Member of the Connecticut House of Representatives from the 13th district
- Incumbent
- Assumed office January 9, 2019
- Preceded by: Mark Tweedie

Personal details
- Born: January 23, 1977 (age 49)
- Party: Democratic
- Education: Washington University in St. Louis (BA) University of Connecticut (JD)

= Jason Doucette =

American politician from Connecticut

Jason Edward Doucette (born January 23, 1977) is an American politician who is the member of the Connecticut House of Representatives from the 13th district in Hartford County. He is a Democrat.

==Education and career==
Doucette, a Democrat, is an attorney. He earned his bachelor's degree from Washington University in St. Louis and his J.D. from the University of Connecticut School of Law.
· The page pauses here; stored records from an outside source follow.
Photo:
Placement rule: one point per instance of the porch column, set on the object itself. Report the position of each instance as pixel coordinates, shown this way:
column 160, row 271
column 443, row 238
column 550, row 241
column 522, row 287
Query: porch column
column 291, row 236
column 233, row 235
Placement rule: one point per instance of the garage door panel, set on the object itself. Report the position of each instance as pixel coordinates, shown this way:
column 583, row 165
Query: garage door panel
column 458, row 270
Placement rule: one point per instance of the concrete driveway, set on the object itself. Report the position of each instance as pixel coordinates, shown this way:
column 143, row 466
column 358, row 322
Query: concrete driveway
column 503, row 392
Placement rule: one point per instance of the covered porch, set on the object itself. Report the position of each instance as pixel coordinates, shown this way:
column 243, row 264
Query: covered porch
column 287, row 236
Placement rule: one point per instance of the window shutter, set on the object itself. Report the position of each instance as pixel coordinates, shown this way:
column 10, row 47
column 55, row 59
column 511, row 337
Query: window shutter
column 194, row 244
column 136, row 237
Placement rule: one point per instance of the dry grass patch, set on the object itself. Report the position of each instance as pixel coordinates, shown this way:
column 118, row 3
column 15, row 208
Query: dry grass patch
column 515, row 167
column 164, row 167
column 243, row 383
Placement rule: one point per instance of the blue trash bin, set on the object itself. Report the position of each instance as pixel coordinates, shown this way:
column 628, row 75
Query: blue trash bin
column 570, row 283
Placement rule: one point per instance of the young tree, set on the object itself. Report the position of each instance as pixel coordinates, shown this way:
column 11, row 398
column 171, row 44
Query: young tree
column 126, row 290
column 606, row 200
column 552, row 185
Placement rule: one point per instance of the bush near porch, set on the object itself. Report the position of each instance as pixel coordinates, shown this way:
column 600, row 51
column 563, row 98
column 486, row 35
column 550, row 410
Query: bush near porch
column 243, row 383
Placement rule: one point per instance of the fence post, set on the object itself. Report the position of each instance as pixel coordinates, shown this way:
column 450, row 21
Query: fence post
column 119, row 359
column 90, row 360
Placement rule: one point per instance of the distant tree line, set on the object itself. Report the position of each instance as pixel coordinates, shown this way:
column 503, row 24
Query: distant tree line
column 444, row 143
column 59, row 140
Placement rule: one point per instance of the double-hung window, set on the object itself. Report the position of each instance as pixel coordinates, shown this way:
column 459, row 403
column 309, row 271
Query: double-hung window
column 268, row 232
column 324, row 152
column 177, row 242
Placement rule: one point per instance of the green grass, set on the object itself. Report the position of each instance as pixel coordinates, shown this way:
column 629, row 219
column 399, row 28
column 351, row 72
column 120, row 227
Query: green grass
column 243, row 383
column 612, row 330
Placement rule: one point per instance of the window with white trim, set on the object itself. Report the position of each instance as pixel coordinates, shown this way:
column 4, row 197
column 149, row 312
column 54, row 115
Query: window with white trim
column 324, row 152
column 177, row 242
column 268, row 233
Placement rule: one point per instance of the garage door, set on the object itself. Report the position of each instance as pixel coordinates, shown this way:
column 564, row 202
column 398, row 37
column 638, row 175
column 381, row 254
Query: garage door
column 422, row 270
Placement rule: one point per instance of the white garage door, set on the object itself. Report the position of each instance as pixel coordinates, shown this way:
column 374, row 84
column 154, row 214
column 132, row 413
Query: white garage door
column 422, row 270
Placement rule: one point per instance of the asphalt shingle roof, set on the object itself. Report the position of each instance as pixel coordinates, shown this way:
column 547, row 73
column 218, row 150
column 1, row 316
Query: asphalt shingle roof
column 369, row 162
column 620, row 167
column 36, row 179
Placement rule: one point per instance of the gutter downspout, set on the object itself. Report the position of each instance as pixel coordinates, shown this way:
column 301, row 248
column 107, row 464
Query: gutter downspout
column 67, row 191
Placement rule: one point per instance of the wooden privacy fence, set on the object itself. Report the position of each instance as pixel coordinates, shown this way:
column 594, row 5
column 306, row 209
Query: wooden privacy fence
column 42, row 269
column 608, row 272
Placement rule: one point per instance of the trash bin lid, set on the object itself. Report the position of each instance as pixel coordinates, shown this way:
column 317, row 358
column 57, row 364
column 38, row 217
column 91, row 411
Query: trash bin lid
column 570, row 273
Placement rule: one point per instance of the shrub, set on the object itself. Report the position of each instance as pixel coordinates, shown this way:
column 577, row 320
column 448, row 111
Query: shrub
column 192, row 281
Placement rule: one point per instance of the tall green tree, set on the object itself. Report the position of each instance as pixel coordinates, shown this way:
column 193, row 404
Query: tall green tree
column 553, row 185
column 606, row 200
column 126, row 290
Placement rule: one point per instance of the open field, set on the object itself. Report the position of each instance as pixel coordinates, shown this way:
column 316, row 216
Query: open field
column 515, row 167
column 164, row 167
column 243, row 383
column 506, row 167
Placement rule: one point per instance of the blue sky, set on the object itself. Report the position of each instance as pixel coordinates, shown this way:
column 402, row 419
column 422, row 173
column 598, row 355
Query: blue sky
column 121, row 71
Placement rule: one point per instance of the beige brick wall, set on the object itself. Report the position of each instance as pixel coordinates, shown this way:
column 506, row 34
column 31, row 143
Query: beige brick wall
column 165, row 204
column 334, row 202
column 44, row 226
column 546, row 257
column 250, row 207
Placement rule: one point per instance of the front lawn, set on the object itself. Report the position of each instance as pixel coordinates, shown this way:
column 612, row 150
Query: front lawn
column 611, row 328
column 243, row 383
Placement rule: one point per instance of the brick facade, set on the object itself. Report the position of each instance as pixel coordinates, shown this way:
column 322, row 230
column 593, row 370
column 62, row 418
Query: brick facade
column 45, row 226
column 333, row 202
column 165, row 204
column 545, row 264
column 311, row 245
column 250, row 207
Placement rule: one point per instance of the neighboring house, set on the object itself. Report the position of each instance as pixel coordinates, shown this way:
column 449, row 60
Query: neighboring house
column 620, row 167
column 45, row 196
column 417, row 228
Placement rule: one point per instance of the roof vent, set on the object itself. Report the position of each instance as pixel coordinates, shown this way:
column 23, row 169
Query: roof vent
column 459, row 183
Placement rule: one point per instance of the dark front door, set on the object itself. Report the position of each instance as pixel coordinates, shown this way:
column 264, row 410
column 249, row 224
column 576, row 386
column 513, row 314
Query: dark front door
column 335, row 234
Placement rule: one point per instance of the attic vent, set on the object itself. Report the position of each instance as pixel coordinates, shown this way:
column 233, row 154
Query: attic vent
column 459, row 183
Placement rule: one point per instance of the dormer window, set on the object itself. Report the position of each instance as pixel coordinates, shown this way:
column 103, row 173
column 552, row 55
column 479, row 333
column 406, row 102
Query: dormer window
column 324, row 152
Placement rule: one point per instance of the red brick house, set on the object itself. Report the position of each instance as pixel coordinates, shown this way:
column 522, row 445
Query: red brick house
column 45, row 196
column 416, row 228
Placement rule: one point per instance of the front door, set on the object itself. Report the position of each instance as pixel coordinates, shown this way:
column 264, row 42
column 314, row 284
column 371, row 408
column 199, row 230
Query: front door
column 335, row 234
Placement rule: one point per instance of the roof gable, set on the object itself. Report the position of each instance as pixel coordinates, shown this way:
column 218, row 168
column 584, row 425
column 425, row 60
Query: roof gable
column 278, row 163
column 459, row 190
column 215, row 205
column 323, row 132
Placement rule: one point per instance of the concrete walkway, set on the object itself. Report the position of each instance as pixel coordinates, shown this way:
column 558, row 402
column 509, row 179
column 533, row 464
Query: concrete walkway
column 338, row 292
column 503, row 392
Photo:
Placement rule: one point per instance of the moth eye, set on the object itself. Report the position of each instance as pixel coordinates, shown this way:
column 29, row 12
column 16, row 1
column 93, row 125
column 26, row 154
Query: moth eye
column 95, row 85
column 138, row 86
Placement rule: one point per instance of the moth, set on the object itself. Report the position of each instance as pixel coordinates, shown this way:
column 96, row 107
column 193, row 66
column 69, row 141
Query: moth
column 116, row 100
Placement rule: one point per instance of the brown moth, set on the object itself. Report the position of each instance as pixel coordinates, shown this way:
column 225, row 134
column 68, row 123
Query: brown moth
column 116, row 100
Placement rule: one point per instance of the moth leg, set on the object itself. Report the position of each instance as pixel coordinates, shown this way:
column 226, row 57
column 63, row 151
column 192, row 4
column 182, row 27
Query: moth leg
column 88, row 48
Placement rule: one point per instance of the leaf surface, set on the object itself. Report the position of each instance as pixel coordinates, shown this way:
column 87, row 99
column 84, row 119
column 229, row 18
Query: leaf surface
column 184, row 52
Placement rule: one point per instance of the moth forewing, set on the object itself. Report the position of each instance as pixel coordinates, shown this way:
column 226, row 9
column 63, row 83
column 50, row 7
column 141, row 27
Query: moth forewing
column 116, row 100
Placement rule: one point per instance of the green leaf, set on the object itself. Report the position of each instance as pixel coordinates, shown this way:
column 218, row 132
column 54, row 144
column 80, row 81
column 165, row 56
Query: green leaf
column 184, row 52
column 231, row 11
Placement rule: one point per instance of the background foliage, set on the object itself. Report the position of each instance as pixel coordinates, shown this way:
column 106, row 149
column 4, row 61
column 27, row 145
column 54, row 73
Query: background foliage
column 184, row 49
Prior to joining the Connecticut House of Representatives, Doucette was a member of the Manchester Board of Directors (2006–07) and served on various zoning and planning committees and boards. The 13th House District includes parts of the towns of Manchester and Glastonbury. Doucette was first elected to the state House in the general election on November 6, 2018, winning 59% of the vote and defeating Republican candidate Jennifer Fiereck, who received 41%. The seat flipped from Republican to Democrat, as Doucette won the seat formerly held by Republican Mark Tweedie, who did not seek reelection.

He took office in January 2019. He was reelected in November 2020 with about 63% of the vote, defeating Republican challenger Brian Marois, who received 37%. He was reelected again in 2022 and in 2024.

==Personal life==
Doucette is married and has two children. He lives in Manchester.